Risks to the cybersecurity and stability of financial firms are being redefined by AI, which is making it easier for fraudsters to carry out more complex and persistent attacks, according to a report from the Treasury Department.
7 / 16

Microsoft customers are reportedly comparing its AI Copilot tools to OpenAI’s ChatGPT — and complaining that Copilot falls short.
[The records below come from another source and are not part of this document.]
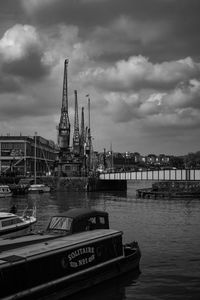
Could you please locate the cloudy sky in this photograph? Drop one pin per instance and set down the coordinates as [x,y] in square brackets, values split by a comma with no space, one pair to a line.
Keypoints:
[139,60]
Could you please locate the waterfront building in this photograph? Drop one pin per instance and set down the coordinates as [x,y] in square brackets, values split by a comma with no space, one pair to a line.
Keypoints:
[19,155]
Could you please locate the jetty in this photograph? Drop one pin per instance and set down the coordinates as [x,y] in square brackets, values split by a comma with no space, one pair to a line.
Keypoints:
[171,189]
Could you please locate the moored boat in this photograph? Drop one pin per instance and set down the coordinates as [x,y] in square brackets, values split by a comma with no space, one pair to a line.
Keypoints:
[13,225]
[40,188]
[5,191]
[69,262]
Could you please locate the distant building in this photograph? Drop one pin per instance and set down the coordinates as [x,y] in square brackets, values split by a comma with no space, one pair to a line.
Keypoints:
[20,154]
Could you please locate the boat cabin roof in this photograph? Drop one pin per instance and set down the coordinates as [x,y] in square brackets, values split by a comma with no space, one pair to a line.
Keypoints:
[77,220]
[6,215]
[78,213]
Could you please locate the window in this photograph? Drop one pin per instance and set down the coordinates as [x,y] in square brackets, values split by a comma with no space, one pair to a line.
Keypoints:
[102,220]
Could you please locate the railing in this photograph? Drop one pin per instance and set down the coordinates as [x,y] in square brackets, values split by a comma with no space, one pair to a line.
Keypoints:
[185,174]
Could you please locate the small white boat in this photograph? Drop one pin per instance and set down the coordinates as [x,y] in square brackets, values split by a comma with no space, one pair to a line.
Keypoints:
[13,225]
[5,191]
[40,188]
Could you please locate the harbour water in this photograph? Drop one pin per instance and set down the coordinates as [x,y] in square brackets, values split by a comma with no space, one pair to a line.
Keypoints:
[168,232]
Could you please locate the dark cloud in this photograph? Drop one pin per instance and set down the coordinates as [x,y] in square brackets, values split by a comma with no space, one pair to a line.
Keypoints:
[177,20]
[29,67]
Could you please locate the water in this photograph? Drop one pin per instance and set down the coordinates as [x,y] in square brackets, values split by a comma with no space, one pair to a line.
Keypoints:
[168,232]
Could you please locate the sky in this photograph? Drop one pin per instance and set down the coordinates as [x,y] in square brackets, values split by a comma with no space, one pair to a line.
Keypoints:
[139,61]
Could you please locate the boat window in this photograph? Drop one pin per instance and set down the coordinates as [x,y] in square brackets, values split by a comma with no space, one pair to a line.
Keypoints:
[102,220]
[92,220]
[60,223]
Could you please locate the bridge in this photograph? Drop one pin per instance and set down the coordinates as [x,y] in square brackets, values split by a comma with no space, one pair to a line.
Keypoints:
[172,174]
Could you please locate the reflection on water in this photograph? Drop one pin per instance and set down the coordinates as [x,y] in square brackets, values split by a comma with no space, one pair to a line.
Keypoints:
[167,231]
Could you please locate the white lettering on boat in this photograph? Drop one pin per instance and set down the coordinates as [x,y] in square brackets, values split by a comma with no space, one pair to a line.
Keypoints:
[75,259]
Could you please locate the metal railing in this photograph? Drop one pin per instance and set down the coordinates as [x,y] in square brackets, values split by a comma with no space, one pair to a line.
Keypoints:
[177,174]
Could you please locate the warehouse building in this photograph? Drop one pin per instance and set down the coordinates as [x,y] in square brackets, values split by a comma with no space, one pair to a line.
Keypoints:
[27,156]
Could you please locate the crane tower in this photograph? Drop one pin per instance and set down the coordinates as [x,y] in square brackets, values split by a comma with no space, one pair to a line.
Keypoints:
[64,124]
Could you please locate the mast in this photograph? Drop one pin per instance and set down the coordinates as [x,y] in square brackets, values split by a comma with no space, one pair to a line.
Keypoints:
[89,135]
[82,136]
[76,136]
[35,159]
[64,125]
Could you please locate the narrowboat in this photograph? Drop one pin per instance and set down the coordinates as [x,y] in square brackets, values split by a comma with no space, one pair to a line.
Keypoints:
[13,225]
[39,188]
[68,262]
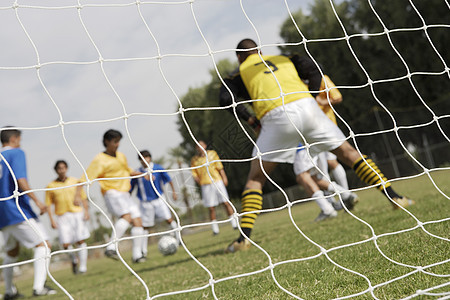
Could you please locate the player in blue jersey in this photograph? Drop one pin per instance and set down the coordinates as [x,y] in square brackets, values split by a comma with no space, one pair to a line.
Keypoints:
[151,204]
[19,226]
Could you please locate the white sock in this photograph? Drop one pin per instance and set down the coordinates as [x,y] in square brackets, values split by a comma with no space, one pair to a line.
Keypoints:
[335,187]
[137,242]
[174,225]
[145,243]
[215,227]
[121,227]
[8,274]
[324,205]
[40,271]
[340,176]
[233,223]
[83,254]
[72,255]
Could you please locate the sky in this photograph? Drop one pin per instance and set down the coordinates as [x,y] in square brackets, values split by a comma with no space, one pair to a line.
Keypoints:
[98,63]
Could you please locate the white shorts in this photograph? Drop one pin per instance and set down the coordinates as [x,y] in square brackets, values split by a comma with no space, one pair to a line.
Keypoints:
[279,134]
[214,194]
[121,203]
[24,234]
[155,209]
[303,163]
[72,228]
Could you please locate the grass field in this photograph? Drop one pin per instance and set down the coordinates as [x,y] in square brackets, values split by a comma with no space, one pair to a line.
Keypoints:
[304,276]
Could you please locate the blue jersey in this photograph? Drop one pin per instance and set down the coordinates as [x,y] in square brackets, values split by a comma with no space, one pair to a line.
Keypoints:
[145,190]
[9,213]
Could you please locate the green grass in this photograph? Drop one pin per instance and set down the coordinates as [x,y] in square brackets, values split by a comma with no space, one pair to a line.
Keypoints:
[307,278]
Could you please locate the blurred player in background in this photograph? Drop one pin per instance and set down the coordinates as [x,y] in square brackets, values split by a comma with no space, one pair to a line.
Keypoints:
[212,183]
[152,206]
[285,108]
[302,164]
[17,228]
[70,218]
[113,164]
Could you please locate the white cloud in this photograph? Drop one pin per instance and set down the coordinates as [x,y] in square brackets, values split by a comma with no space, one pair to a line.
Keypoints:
[82,93]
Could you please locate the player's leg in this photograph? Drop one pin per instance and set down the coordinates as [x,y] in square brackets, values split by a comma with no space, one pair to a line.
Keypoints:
[117,205]
[12,253]
[26,235]
[251,198]
[369,173]
[81,235]
[337,171]
[162,211]
[303,167]
[212,217]
[222,197]
[66,232]
[313,191]
[137,232]
[148,221]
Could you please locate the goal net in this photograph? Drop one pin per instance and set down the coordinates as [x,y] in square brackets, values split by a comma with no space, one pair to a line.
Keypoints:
[70,70]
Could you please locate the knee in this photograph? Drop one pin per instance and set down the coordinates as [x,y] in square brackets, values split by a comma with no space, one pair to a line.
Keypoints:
[14,252]
[126,217]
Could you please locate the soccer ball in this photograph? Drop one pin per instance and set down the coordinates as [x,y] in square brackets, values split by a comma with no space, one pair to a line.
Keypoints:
[167,245]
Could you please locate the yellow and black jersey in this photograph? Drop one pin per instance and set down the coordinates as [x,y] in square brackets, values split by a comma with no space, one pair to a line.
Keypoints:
[272,80]
[107,166]
[63,198]
[214,167]
[333,94]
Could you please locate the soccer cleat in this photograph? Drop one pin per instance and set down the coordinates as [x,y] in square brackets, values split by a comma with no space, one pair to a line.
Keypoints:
[16,295]
[111,254]
[403,202]
[238,246]
[75,267]
[351,201]
[140,260]
[323,216]
[44,291]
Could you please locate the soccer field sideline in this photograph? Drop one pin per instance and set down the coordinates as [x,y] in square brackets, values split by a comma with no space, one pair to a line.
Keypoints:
[209,251]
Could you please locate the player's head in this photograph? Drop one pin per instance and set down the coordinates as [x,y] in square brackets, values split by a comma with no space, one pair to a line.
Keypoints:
[245,48]
[10,137]
[147,156]
[201,147]
[61,167]
[111,139]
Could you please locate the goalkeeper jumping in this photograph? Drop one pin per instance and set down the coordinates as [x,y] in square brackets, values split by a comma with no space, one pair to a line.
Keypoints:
[285,110]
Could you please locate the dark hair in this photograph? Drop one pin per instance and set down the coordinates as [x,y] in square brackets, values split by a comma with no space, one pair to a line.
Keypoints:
[111,135]
[244,45]
[6,134]
[60,162]
[144,153]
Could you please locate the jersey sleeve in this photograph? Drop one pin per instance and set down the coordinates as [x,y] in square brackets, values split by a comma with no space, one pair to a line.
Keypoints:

But Microsoft employees say customers with the complaints just don’t understanding how to use the tool.
8 / 16

Amazon completed its largest investment in an outside company ever, as it steps up its efforts in the AI race to compete with rivals including Microsoft.
9 / 16

While the tech industry is leading the layoffs in the U.S. — which reached its highest level since the Great Recession in February — one sector of the industry is having a hard time finding the right recruits, and it’s starting a war for talent where offers are reportedly reaching up to $1 million.
10 / 16

Samsung’s free-for-now AI smartphone features will get an update on Thursday, putting the South Korean electronics giant even further ahead of Apple in the race to bring generative AI to cell phones.
11 / 16

Chipmaker Taiwan Semiconductor Manufacturing Company (TSMC) recently re-entered the ranks of the 10 most valuable companies in the world — and it plans to ride its AI-fueled growth to a 100,000-strong global workforce, an executive says.
12 / 16

U.S. efforts to become a dominant force in the chipmaking industry could be propelled by a planned $4 billion advanced chip-packaging facility in Indiana.
13 / 16

Meta has already spent billions on chips to build on its AI efforts against competitors. Now its chief executive is reportedly spending time wooing AI talent from its rivals.
14 / 16

If the first outlines of today’s generative AI boom began taking shape roughly a decade ago — say, alongside the founding days of OpenAI — Salesforce was early to the scene. The company launched its first proprietary AI tool in 2016, well ahead of our current conceptions of generative artificial intelligence. But it’s since fallen behind.
15 / 16

While everyone was talking about Reddit, Astera Labs quietly took the IPO market by a storm.
16 / 16

New chips, more advanced models, record-high stocks — the AI industry has been feeling the rush ever since OpenAI’s ChatGPT took the world by storm in November 2022. Since then, OpenAI entered a multi-year, multi-billion dollar partnership with Microsoft, chipmaker Nvidia became the first semiconductor company to surpass a $2 trillion market cap — and now some analysts are warning it’s a bubble that could burst soon.